E la sostenibilità? Migliora (e di molto)

 

Da un lato la ricerca di una risposta efficace e funzionale a un contesto sempre più complesso, dall’altro l’impegno a migliorare la sostenibilità: come coniugare queste due esigenze? Investendo per ottimizzare la filiera, come rivela la ricerca di GS1 Italy che delinea il mondo della logistica come un cantiere sempre aperto, un “work in progress” dove si applicano soluzioni e innovazioni finalizzate a migliorare l’efficienza della supply chain. E che la stanno rendendo anche più “green”.

La conferma è venuta dalle testimonianze dirette di Coop Italia, Conad, Fater e Nestlé che hanno raccontato le loro esperienze e le loro innovazioni riguardo la digitalizzazione, l’automazione, la collaborazione di filiera e la sostenibilità della supply chain in una tavola rotonda moderata dai due curatori dello studio GS1 Italy: Fabrizio Dallari, direttore del Centro sulla logistica e supply chain management, LIUC Università Cattaneo, e Marco Melacini, professore di logistics management e direttore scientifico dell'Osservatorio contract logistics “Gino Marchet”, Politecnico di Milano.

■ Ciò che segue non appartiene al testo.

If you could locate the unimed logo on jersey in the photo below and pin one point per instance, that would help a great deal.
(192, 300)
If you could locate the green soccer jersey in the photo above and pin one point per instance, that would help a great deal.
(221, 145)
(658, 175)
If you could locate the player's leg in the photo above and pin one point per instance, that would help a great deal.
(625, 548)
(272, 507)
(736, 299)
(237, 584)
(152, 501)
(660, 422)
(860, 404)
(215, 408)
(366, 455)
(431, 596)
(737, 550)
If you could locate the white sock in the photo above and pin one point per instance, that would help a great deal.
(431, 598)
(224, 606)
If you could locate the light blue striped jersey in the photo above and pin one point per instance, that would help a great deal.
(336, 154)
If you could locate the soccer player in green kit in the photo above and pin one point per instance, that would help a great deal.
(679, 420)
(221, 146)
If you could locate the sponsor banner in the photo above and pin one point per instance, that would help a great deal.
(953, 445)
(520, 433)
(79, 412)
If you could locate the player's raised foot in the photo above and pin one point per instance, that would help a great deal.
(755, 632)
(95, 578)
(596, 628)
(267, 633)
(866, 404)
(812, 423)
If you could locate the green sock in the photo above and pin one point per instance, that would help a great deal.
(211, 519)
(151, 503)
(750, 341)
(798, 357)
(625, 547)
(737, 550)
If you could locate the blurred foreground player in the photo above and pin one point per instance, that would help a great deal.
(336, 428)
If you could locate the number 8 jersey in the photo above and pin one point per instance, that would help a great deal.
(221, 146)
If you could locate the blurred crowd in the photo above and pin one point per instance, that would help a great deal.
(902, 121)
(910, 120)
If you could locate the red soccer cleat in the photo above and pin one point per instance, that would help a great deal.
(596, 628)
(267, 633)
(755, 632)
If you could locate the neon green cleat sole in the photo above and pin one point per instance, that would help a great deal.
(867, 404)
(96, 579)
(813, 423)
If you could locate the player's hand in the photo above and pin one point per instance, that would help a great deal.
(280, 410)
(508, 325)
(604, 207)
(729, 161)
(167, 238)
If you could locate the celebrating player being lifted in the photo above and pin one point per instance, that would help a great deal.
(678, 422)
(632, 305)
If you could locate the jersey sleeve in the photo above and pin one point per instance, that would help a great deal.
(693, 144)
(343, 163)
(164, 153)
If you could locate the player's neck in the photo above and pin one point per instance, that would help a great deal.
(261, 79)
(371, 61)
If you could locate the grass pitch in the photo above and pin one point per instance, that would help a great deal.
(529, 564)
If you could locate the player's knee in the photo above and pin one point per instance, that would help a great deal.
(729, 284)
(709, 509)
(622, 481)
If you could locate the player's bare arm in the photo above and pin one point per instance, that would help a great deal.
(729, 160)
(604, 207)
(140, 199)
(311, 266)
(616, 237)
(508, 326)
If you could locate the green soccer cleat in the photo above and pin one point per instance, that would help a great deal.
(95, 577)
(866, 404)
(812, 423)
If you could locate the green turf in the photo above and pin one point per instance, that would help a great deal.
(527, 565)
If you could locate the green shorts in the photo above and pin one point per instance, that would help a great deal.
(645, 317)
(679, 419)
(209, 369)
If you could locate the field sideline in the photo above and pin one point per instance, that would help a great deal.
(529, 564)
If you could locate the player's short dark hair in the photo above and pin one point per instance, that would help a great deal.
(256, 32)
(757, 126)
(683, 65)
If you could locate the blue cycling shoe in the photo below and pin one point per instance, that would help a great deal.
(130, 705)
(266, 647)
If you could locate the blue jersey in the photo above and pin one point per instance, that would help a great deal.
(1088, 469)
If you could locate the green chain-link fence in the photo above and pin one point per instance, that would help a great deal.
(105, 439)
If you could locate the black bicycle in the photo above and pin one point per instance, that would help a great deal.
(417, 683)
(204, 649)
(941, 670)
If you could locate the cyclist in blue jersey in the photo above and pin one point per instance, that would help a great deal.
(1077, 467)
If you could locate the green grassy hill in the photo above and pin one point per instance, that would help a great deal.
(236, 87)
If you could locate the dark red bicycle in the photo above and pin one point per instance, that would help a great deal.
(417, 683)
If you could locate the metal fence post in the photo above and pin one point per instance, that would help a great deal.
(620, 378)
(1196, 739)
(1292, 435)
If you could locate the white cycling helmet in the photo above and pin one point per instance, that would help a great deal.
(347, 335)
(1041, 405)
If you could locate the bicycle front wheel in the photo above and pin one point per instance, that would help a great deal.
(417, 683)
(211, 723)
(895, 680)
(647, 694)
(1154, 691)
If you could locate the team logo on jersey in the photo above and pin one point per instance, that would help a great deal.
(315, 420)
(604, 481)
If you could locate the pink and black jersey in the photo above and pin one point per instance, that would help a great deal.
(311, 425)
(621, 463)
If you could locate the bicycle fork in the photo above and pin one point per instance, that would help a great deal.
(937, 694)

Dalla ricerca di GS1 Italy e dalle case history presentate è emerso che nell’ultimo decennio le aziende hanno lavorato su più fronti per migliorare l’impatto ambientale della supply chain: hanno ridotto di -18% le emissioni degli automezzi nei trasporti dagli stabilimenti ai Ce.Di, hanno aumentato di +49% il ricorso alle unità di carico intere e di +19% la saturazione dei mezzi, e hanno accresciuto di +12% il ricorso ai bilici. Ottenendo un risultato concreto: il risparmio di 97 mila tonnellate di Co2 l’anno.

Inoltre, la miglior gestione dei flussi, con l’aumento della saturazione dei mezzi (arrivata al 90% in pianta in partenza e all’80% in pianta in arrivo), dovuta all’incremento medio dell’order size, e con il maggior utilizzo di bilici diretti nei Ce.Di (75% contro il 67% del 2009), ha fatto segnare un altro importante goal: 450.000 viaggi equivalenti in meno rispetto al 2009.

Questi miglioramenti sono frutto di una maggior collaborazione nella filiera, in particolare per i processi di riordino. Dal 2015, infatti, GS1 Italy sta portando avanti una serie di iniziative per aumentare il livello di collaborazione lungo tutto il processo order-to-delivery - dallo sviluppo del simulatore SI.RI.O. ai laboratori esperienziali - per testare e implementare le logiche di riordino ottimo per la filiera.